Ils entrèrent dans la librairie bondée et se mêlèrent à la longue file d'attente.

− Donc, si je comprends bien, tout le monde se neutralise plus ou moins, dit Harry.

− Ouais, approuva Huddle. Il y a des exceptions, bien évidemment : Potter et Rogue s'en mettent plein la tête à longueur d'année, par exemple, et il vaut mieux se tenir à distance quand Deadheart et McDowell s'affrontent au club de duel. Pour le moment, elles sont à égalité : Deadheart a gagné une fois, McDowell aussi et il y a un nul.
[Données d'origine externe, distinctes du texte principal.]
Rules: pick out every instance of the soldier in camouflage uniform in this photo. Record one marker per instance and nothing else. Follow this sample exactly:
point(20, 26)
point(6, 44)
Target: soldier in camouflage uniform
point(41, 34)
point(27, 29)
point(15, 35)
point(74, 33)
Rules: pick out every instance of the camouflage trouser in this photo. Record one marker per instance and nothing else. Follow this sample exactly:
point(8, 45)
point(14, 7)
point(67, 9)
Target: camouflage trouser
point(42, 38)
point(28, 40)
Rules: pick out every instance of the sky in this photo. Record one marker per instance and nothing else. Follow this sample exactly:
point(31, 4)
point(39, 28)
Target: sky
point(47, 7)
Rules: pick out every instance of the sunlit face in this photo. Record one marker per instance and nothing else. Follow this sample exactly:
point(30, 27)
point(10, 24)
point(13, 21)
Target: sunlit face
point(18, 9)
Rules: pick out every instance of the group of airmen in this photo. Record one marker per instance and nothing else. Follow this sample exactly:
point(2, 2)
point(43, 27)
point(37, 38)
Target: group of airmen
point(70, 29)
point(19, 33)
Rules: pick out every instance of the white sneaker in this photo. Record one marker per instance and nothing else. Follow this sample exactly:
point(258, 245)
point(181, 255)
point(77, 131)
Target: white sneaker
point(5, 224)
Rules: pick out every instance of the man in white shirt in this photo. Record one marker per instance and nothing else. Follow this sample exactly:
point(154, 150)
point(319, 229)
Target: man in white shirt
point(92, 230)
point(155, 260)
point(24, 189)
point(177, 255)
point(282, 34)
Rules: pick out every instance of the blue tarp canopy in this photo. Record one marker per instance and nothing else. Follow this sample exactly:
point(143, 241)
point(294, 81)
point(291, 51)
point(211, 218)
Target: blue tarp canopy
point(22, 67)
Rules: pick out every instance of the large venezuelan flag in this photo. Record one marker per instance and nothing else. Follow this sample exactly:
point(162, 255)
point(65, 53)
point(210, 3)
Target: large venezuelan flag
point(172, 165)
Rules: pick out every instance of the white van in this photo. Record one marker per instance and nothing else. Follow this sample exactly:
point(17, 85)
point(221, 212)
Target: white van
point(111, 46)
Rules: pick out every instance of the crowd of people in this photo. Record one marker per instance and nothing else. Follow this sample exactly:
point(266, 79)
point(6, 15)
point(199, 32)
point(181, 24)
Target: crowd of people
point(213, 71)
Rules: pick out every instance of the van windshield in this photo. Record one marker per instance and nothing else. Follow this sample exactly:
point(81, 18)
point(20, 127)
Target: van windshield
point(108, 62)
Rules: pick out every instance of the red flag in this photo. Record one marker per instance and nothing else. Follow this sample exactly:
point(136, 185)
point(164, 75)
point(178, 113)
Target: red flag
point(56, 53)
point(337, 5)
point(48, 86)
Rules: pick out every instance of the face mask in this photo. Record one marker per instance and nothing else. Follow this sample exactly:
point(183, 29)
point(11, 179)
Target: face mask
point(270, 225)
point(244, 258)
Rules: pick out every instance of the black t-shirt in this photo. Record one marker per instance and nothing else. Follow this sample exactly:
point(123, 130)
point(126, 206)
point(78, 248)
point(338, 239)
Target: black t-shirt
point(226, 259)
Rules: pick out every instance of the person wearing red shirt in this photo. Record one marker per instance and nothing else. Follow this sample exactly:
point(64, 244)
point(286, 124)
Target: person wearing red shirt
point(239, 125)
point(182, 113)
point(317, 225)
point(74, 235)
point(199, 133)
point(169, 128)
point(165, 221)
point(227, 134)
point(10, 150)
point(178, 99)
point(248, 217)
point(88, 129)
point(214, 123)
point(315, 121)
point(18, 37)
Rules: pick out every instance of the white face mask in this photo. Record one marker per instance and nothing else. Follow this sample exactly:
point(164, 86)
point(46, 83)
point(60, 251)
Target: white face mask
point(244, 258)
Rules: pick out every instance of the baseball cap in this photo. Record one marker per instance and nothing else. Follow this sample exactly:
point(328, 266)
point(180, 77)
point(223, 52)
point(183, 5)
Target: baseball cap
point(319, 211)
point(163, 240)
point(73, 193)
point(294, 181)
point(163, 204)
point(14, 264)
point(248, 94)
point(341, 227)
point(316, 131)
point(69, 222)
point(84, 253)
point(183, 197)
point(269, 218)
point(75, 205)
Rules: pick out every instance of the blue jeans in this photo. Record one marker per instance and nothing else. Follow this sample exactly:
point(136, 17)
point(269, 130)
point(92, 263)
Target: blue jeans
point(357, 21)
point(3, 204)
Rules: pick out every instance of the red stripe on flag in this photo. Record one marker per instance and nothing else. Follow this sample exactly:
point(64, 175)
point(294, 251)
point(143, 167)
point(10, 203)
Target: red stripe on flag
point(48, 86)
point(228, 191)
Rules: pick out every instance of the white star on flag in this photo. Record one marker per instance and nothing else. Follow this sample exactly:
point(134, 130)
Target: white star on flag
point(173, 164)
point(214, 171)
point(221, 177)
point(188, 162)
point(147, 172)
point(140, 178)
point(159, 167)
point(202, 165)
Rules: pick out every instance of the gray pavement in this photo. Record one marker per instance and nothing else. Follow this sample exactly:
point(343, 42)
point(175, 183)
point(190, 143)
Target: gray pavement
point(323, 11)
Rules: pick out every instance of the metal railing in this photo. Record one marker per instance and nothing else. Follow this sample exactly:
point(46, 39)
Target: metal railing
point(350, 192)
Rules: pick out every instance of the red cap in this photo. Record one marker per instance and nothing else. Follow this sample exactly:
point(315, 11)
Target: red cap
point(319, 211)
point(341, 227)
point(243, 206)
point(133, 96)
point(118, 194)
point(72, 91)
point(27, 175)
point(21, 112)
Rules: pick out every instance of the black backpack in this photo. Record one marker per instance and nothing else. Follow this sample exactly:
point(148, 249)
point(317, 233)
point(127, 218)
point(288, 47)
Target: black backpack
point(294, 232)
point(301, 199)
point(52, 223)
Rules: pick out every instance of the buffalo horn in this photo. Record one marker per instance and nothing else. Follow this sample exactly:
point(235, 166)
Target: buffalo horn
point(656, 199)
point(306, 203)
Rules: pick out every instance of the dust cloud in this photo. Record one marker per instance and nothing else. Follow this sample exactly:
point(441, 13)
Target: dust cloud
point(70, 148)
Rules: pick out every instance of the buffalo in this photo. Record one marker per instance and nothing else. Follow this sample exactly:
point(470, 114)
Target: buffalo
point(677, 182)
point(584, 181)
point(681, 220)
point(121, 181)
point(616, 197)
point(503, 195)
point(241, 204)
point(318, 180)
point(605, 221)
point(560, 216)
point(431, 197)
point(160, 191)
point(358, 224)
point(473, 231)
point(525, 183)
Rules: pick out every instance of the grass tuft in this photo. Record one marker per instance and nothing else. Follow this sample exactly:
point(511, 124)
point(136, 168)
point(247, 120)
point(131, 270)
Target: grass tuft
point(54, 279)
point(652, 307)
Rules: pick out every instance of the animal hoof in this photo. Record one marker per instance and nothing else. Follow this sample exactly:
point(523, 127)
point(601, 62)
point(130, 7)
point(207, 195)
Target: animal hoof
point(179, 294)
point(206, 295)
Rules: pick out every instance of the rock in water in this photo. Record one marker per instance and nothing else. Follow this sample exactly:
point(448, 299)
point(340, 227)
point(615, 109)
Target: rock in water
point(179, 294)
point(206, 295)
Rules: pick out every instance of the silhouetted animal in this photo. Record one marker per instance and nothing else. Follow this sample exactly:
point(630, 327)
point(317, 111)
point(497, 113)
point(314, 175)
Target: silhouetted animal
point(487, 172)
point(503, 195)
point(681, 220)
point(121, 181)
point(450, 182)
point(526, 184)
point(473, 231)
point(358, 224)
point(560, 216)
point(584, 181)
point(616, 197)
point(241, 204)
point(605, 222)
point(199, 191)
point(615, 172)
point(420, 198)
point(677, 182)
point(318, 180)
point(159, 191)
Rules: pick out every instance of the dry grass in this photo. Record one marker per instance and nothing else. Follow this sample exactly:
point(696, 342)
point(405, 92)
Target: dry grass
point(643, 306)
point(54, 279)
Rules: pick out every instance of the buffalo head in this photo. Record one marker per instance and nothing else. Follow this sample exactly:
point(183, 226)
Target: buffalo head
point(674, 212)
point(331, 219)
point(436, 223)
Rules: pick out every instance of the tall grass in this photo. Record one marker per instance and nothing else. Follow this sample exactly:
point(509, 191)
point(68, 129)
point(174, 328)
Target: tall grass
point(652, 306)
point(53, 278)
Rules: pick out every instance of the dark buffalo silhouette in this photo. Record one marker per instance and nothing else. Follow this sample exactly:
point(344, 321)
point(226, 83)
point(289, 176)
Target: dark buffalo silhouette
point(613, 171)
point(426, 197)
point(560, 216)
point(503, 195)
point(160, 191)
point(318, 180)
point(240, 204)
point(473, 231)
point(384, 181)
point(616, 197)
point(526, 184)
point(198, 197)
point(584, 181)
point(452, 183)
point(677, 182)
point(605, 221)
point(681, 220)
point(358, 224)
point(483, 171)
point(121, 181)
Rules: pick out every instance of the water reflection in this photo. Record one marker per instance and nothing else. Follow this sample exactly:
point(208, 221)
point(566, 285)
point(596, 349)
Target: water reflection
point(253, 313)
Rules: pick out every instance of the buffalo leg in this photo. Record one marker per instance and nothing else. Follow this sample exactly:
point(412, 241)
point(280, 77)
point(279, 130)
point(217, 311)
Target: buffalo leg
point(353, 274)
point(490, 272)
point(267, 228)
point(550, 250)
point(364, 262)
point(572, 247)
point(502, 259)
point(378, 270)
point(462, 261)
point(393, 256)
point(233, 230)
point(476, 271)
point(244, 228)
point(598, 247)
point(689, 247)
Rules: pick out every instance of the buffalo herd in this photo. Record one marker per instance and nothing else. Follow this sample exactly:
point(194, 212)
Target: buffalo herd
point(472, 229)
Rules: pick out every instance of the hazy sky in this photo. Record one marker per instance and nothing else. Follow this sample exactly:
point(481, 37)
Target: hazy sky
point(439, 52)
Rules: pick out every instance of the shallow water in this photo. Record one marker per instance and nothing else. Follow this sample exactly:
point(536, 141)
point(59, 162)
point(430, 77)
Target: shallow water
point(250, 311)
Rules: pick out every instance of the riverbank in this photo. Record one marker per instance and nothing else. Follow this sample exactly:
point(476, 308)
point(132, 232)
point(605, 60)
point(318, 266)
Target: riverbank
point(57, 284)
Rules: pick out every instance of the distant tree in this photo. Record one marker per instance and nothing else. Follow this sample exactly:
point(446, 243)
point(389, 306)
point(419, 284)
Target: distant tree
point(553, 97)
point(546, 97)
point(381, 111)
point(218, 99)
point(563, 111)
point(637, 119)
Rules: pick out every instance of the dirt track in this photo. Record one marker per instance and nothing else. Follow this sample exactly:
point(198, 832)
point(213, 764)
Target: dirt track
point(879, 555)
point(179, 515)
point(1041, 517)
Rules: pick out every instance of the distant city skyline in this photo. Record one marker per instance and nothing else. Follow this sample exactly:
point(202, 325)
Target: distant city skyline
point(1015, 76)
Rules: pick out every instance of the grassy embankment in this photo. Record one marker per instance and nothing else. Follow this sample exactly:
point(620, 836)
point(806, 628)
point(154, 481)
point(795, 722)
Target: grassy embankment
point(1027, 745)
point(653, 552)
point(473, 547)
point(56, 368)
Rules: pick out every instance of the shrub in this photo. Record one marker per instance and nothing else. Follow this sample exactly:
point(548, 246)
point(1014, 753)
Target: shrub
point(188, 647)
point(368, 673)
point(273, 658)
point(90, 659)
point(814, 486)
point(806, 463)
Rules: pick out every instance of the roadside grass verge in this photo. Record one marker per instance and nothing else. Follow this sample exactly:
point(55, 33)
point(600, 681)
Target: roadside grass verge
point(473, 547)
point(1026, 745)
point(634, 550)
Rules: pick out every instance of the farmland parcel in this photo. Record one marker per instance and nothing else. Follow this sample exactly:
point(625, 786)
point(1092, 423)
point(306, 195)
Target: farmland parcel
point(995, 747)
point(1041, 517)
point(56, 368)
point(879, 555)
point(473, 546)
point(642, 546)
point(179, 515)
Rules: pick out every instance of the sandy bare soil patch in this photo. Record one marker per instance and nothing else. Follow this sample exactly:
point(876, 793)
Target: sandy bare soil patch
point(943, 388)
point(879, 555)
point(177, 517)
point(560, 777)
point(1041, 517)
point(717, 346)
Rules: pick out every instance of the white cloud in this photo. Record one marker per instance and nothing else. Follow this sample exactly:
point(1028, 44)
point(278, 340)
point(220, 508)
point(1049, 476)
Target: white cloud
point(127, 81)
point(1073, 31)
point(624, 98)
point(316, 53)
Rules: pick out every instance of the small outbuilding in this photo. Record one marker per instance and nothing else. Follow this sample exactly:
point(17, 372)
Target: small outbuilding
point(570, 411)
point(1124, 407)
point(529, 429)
− Ah ? C'est possible d'avoir un match nul en duel ?

− C'est quand un professeur met fin au duel, précisa Huddle. Tout le monde espère que Dumbledore autorisera un tournoi, mais le ministère et le conseil d'administration s'y sont toujours opposés jusqu'à présent. Ils ont peur que les rivalités entre les maisons empirent et, bien sûr, ils ne tiennent pas à ce que les futurs Mangemorts soient capables de tenir tête aux futurs Aurors…

− Je vois, dit Harry. Ils croient quoi ? Que les Mangemorts apprennent la magie noire à Poudlard ? Qu'ils sont recrutés en fonction de leurs connaissances ?

− Sais pas, avoua Huddle en haussant les épaules, mais ils n'ont pas totalement tort pour les rivalités. Il y a des risques non négligeables pour que les perdants cherchent à se venger, ça s'est d'ailleurs déjà vu… En tout cas, ça fait plaisir d'avoir une nouvelle tête, ça va peut-être nous apporter du neuf !

Et c'était exactement ce sur quoi Brighton et Harry travaillaient.